A small part of a $500,000 Energy Impact grant will cover the costs of the Authority formation,
due diligence, and PUC proceedings. The bulk of the grant will go to making needed repairs and
improvements to the system. The repairs and improvements were first outlined in the “Operation
and Maintenance Action Plan, December, 2006” prepared by Win Wright of Southwest Hydro-
logic and were updated by Steve Harris of Harris Water Engineering on July 26, 2007 based on
inspection and review of the facilities by Win Wright, Steve Harris and Brett Sherman, La Plata
County Planning Engineer.

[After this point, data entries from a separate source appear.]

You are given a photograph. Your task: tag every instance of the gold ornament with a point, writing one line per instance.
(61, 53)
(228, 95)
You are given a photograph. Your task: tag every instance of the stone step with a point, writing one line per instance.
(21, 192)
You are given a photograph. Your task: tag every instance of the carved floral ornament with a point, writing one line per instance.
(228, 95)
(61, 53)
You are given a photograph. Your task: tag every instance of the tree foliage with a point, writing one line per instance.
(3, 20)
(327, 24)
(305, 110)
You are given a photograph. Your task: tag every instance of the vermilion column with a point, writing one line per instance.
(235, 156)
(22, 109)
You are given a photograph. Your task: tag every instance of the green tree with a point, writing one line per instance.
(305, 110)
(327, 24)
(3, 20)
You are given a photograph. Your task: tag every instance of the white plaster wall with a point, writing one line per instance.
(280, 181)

Since that time, the Authority Board has identified a number of other
needed system improvements with the assistance of the Colorado Water Quality Control
Division, CW Divers, and conversations with LDWC staff and contractors.

The closing date on the acquisition is still uncertain due to the time required to obtain regulatory
approval and complete due diligence, but it will probably occur early in 2009. The 2009 budget
estimates a full year of revenues and expenditures not including costs incurred prior to closing
which are shown as a capital expense. It is possible the budget may reduce accordingly for each
month the Authority does not own the water company.

The Authority will utilize a cash or modified accrual basis of accounting based on professional
advice from a CPA qualified to perform governmental audits. The Authority is not subject to
TABOR since it has no power to levy taxes or hold elections on TABOR issues.